L’apparence que présentent les grêlons n’est pas toujours la même ; le plus souvent on remarque à leur centre un petit flocon de neige spongieux, qui est recouvert de couches concentriques ayant la diaphanéité de la glace. Cette disposition semblerait indiquer que le noyau et l’extérieur de ces sortes de grêlons ne se forment pas de la même manière. D’autres fois, autour du centre neigeux on remarque des couches alternativement diaphanes et opaques ; enfin, dans quelques circonstances fort rares, le noyau opaque n’existe pas, et les grains, qui sont fort petits, sont d’une transparence parfaite ; ce qui porterait à croire qu’ils sont dus à la congélation subite des gouttes de pluie qui, en traversant l’atmosphère, ont été saisies par un froid intense.

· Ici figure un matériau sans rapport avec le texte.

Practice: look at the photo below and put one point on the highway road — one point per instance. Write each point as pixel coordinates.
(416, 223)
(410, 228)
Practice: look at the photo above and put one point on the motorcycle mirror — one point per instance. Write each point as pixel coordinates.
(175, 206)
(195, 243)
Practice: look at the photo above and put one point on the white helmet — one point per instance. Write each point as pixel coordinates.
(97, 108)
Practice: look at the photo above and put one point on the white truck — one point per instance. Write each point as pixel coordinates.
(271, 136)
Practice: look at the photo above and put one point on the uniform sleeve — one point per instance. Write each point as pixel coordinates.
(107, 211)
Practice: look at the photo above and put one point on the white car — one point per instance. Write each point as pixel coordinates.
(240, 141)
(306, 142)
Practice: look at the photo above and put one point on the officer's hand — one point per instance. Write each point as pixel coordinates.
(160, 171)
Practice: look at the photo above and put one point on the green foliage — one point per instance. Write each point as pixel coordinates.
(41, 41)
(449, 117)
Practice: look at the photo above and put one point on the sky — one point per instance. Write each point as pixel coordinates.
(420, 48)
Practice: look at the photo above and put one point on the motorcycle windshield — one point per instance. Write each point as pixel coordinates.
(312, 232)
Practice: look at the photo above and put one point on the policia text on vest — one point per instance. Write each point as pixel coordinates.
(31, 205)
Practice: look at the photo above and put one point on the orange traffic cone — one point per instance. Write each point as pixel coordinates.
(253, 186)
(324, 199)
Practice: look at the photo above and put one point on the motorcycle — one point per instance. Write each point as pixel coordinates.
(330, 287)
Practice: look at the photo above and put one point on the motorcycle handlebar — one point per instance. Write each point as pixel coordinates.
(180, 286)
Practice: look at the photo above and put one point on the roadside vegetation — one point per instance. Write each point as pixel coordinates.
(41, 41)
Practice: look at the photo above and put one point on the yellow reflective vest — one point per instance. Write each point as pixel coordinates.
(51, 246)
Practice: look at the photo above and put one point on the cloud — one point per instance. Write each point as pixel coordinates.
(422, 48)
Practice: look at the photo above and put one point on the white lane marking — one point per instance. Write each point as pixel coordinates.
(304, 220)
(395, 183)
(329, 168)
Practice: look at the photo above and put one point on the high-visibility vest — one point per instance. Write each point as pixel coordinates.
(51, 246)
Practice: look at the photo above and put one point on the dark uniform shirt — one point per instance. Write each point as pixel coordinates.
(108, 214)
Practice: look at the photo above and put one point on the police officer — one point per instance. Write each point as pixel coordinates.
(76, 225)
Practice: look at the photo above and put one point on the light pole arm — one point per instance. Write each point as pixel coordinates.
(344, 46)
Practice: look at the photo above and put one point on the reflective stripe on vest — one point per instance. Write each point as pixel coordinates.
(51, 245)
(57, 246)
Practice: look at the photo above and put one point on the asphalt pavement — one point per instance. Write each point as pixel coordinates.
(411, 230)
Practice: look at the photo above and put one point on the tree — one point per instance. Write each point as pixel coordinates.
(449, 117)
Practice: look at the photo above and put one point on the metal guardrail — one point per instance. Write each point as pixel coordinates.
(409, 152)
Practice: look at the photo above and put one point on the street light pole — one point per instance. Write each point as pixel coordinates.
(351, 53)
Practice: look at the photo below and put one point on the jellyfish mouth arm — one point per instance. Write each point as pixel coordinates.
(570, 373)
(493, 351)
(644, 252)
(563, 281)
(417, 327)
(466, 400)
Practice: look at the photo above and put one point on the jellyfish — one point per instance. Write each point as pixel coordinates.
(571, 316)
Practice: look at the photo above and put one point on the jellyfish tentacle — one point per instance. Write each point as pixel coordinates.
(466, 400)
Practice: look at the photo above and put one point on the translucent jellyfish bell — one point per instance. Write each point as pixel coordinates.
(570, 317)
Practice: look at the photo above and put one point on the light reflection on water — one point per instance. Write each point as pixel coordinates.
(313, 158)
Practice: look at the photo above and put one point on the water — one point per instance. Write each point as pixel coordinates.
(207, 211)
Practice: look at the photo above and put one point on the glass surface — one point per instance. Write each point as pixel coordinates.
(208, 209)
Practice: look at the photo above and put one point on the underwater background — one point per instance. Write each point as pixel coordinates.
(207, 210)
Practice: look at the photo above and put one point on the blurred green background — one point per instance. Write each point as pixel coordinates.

Volta a cherché à donner de ce météore une théorie qui fût d’accord avec l’ensemble des conditions dont il est accompagné. Or, suivant cet illustre physicien, la formation de la grêle dépend d’une action mécanique dont l’électricité est le principal agent. Deux nuages, situés l’un au-dessus de l’autre et inversement électrisés, attirent et repoussent tour à tour les gouttes d’eau qui se trouvent dans l’intervalle qui les sépare. Ce mouvement, semblable à celui que prennent des balles de moelle de sureau placées entre deux conducteurs chargés d’électricités contraires, produit dans ces petites masses de liquide une évaporation d’où résulte un refroidissement qui amène la formation du noyau ; et comme sa température peut, pour ainsi dire, baisser indéfiniment, la vapeur avec laquelle il se trouve en contact, l’enveloppe et augmente son volume jusqu’à l’instant où son poids, devenu supérieur à l’action électrique, lui fait crever la nuée inférieure et le force de se précipiter à la surface de la terre. Outre le mode d’accroissement que nous venons de décrire, il est certain que les grêlons les plus volumineux sont formés par la réunion de plusieurs grains qui se réunissent, soit durant l’espèce d’oscillation qui les porte alternativement vers l’un et l’autre nuage, soit pendant qu’ils traversent l’atmosphère pour se rendre à la surface de la terre : dans l’un et l’autre cas on observe des noyaux distincts.

Lorsque l’on examine avec attention la théorie proposée par Volta, on ne peut lui refuser d’être satisfaisante sous beaucoup de rapports ; aussi est-on obligé de la regarder comme une explication ingénieuse, à laquelle cependant on peut faire plus d’une objection réellement insoluble, mais dont le développement nous entraînerait au delà des limites dans lesquelles nous devons nous renfermer. A cet égard on trouvera dans une notice publiée par M. Arago les détails que nous sommes forcé d’omettre.